Say an URL is cached by cloudflare. Can I restrict access to to it from workers only?

I know I can restrict access to my origin URLs by allowing only Cloudflare IPs, but what about the CACHED urls?

P.S. I mean without buying the Enterprise plan of course

Why would you want to do that? Or better put, what would be the reason for doing such a thing? Because the answer depends on the use case…

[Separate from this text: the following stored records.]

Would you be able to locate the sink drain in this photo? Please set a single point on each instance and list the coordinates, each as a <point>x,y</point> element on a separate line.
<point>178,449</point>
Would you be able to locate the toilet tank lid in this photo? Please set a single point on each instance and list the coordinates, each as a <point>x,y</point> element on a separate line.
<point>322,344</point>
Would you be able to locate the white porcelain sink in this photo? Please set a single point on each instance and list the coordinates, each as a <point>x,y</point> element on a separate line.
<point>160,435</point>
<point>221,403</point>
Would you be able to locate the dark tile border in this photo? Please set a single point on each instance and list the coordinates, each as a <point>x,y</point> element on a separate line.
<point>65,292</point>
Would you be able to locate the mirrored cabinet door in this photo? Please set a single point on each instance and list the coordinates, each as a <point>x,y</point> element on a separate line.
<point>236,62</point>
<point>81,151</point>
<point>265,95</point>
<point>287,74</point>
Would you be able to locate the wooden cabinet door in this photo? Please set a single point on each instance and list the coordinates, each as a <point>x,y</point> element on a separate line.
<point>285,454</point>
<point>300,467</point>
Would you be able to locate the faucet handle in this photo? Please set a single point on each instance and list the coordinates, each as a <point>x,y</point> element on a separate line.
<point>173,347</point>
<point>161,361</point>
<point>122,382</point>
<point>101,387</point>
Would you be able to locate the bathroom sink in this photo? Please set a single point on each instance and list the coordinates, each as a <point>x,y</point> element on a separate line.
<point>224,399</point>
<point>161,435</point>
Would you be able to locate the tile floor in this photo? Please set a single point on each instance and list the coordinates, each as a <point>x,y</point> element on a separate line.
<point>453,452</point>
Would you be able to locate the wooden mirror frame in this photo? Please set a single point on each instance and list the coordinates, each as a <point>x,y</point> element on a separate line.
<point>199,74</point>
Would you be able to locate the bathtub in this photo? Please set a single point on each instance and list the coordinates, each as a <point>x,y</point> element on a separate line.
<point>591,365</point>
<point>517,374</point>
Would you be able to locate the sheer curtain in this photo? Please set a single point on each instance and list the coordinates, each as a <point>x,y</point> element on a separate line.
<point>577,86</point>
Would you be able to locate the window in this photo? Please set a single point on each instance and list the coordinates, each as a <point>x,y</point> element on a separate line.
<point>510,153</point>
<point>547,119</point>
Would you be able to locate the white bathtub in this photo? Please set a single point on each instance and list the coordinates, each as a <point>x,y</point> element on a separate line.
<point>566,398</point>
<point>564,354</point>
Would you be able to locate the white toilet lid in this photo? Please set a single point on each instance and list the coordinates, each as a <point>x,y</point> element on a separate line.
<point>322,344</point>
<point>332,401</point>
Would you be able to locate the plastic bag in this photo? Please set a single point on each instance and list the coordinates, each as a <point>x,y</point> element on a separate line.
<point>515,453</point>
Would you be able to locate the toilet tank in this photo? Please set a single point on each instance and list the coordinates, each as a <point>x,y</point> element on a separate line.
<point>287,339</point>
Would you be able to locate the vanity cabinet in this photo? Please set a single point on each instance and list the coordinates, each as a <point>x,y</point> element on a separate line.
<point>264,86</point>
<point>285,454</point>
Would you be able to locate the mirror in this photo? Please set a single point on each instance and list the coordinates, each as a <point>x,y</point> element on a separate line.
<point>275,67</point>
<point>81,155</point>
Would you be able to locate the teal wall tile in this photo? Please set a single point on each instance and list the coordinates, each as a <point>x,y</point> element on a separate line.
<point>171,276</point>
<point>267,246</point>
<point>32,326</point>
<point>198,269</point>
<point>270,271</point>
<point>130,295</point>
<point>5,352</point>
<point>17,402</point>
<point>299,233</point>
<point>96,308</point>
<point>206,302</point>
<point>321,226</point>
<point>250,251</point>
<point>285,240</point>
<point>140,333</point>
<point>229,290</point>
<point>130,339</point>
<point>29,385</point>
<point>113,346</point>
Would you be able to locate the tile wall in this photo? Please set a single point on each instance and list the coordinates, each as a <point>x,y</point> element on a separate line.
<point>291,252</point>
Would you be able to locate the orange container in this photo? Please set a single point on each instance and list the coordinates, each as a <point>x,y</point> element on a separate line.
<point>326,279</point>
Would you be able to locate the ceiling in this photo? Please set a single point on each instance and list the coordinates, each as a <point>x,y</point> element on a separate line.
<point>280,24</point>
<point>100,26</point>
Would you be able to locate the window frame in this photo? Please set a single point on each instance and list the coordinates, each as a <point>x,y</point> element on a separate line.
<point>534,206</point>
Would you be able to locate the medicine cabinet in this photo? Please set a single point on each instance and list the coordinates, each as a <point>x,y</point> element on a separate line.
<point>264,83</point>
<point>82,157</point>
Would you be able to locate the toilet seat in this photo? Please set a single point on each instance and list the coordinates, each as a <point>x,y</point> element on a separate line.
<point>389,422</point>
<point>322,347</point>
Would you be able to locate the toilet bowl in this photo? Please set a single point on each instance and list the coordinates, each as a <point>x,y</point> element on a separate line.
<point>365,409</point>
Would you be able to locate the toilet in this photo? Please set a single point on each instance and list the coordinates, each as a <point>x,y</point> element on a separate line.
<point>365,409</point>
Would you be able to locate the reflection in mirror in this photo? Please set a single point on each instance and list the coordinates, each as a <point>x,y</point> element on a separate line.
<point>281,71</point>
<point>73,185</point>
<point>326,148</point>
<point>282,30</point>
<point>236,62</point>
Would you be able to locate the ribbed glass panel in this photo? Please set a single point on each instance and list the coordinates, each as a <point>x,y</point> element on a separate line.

B/c I want to control permissions. The worker code will check if user is allowed to see it based on secret header or a cookie. @matteo

Let me understand things more: you want a worker running on an URL (let’s call it A) reply with something he gets from another URL (let’s say B). B then replies only if A is the source and doesn’t if it’s a direct request?

So A queries B which replies only if A and not if it’s direct from the user?

The best solution here would be some sort of private token as a query string, note that if A and B are on the same domain the check for B needs to be done server side as the eventual Worker on B wouldn’t trigger, but would go directly to the origin.

With a traditional setup, you’d normally be able to add Vary: Cookie to your response headers to keep a separate copy of the page in the cache for each unique session cookie. If you’re using a special header, you can put that in place of Cookie–just keep in mind that anyone will be able to see the name of the header even if they don’t have it set. However, I don’t know if/how that works with Workers.

Yeah, except for “B” is Cloudflare’s cache, not my server.